13.   Dispositions of Real Estate:

      During September 1996, the Company disposed of a property in Watertown,
         New York. Proceeds from the disposition totaling approximately $1.8
         million in cash, together with an additional $2.2 million cash
         investment, were used to acquire an exchange shopping center property
         located in Lafayette, IN during January 1997.

      During March 1995, a subsidiary of the Company disposed of a property in
         Vernon, Connecticut. Cash proceeds from the disposition totaled
         approximately $5.0 million, and the purchaser acquired the property
         subject to approximately $3.0 million in mortgage debt. The cash
         proceeds, together with approximately $4.7 million in cash, have been
         used to acquire exchange shopping centers located in Richmond, VA and
         South Miami, FL.

14.   Transactions with Related Parties:

      The Company provides management services for shopping centers owned
         principally by affiliated entities and various real estate joint
         ventures in which certain stockholders of the Company have economic
         interests. Such services are performed pursuant to management
         agreements which provide for fees based upon a percentage of gross
         revenues from the properties and other direct costs incurred in
         connection with management of the centers. The Consolidated Statements
         of Income include management fee income from KC Holdings of
         approximately $.6 million, $.6 million, and $.8 million during years
         1996, 1995, and 1994, respectively.

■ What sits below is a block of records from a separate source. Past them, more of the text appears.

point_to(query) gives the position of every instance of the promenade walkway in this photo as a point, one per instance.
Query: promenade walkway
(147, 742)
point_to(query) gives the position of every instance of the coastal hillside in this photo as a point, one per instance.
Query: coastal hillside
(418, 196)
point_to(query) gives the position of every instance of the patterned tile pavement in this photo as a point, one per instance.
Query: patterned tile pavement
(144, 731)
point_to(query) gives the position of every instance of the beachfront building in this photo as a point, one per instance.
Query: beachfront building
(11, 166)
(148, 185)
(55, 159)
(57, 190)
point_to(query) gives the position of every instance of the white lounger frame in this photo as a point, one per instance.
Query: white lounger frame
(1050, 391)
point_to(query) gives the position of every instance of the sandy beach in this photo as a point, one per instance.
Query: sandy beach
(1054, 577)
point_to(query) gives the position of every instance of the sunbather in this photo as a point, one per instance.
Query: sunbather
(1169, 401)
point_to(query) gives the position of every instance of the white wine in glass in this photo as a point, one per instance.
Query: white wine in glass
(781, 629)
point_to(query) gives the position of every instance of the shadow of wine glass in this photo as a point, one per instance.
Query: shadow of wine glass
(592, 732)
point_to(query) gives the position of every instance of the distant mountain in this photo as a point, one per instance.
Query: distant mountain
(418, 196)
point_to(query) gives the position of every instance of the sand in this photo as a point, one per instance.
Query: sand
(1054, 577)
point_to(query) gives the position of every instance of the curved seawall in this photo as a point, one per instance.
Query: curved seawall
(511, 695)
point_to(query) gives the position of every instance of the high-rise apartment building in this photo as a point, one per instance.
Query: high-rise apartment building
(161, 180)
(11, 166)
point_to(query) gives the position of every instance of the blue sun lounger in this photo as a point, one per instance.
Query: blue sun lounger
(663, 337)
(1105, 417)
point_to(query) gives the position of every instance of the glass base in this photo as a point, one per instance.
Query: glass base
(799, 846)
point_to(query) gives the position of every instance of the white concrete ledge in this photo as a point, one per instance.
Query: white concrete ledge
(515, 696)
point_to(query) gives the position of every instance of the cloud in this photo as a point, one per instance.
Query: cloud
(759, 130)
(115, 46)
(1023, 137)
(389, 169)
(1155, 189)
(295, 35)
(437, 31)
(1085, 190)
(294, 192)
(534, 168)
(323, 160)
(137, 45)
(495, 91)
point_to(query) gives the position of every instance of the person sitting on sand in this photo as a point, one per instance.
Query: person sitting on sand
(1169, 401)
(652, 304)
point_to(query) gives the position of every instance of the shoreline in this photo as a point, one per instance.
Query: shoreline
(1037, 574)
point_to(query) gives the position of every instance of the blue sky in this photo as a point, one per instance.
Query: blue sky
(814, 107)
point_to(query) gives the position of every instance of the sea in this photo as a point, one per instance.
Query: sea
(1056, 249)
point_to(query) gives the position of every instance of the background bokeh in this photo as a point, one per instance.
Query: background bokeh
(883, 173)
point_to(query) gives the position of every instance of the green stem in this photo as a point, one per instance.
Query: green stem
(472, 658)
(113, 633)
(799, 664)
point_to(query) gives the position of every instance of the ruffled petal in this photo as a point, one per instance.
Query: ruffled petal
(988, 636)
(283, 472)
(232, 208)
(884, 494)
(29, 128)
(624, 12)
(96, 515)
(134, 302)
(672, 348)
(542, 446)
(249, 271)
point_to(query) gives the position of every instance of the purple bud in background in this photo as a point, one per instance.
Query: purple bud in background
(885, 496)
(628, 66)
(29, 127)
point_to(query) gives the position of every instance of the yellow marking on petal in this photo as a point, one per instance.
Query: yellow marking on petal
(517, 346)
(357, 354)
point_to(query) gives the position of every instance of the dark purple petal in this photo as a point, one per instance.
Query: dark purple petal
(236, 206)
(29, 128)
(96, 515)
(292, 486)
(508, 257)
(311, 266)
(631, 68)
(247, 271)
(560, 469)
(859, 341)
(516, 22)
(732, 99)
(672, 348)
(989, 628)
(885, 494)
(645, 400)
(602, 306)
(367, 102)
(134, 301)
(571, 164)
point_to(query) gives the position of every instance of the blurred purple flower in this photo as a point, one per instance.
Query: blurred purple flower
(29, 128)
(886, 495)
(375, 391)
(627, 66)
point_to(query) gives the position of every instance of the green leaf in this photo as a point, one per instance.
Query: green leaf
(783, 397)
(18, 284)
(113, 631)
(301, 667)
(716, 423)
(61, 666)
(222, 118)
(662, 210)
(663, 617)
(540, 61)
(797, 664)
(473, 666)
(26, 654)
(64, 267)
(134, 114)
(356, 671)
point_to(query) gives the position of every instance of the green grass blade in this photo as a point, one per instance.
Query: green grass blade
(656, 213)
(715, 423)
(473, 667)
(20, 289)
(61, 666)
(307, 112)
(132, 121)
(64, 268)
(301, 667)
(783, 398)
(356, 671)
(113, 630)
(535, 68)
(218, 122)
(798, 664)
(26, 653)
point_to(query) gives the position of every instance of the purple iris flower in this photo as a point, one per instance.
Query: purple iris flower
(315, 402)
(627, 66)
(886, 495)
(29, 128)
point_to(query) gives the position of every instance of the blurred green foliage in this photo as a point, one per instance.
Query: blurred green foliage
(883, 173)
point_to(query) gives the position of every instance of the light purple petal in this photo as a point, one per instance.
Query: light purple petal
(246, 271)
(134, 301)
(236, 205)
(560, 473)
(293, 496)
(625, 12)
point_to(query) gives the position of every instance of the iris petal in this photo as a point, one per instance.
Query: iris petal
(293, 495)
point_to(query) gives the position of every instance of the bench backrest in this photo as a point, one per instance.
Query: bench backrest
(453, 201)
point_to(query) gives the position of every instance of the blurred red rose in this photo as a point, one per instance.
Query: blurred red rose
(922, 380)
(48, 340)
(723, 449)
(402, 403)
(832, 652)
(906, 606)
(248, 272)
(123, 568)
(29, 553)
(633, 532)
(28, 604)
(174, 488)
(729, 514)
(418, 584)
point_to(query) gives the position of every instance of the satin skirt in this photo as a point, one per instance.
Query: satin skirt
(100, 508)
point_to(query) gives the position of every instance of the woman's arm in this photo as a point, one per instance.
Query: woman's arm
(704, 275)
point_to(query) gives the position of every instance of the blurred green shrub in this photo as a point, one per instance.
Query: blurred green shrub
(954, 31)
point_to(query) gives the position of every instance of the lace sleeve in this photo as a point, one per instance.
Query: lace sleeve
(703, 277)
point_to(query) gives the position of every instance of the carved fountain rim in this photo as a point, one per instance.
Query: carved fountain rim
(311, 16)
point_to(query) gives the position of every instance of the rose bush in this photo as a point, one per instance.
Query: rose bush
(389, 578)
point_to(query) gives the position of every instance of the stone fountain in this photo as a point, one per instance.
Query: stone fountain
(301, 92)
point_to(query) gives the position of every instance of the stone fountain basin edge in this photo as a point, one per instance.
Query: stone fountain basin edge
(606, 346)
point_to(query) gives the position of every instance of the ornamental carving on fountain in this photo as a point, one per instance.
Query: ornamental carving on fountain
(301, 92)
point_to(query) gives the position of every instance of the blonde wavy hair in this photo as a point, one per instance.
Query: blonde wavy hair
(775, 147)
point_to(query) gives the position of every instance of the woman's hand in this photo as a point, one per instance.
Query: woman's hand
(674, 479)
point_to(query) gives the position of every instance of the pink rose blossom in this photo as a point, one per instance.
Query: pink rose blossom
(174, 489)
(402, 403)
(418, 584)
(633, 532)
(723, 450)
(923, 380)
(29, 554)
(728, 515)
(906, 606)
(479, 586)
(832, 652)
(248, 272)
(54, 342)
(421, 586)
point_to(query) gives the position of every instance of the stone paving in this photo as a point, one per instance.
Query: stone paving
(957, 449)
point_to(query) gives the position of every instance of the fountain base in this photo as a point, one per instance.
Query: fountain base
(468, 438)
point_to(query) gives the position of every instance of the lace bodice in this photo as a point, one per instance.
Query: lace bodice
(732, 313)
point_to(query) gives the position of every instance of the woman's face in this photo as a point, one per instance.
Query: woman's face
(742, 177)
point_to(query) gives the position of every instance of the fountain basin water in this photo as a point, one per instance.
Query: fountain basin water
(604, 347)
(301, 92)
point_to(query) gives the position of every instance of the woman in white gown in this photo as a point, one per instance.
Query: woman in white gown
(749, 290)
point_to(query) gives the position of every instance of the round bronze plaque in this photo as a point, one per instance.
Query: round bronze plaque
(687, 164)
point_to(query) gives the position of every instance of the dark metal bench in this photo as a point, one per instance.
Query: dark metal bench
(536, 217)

                                     -45-

<PAGE>

                   KIMCO REALTY CORPORATION AND SUBSIDIARIES

             NOTES TO CONSOLIDATED FINANCIAL STATEMENTS, Continued

                                    -------

      During January 1995, the Company exercised its option to acquire nine
         shopping center properties from a subsidiary of KC Holdings. These
         shopping centers, comprising approximately 1.2 million square feet of
         gross leasable area, were acquired for an aggregate option purchase
         price of approximately $39 million, paid $9.3 million in shares of the
         Company's Common Stock (valued at $24.17 per share) and $29.7 million
         through the assumption of debt encumbering the properties.
         Approximately $20.8 million of the debt assumed in connection with the
         acquisition of these properties was repaid by the Company immediately

         following the purchase with proceeds from its January 1995, Common
         Stock offering. The members of the Company's Board of Directors who are
         not also shareholders of KC Holdings have unanimously approved the
         Company's purchase of these nine shopping centers.

      Reference should be made to Notes 5 and 10 for further information
         regarding transactions with related parties.

15.   Commitments and Contingencies:

      The Company and its subsidiaries are engaged in the operation of shopping
         centers which are either owned or held under long-term leases which
         expire at various dates through 2076. The companies in turn lease
         premises in these centers to tenants pursuant to lease agreements which
         provide for terms ranging generally from 5 to 25 years and for annual
         minimum rentals plus incremental rents based on operating expense
         levels and tenants' sales volumes. Annual minimum rentals plus
         incremental rents based on operating expense levels comprised
         approximately 97% of total revenues from rental property during years
         1996, 1995 and 1994, respectively.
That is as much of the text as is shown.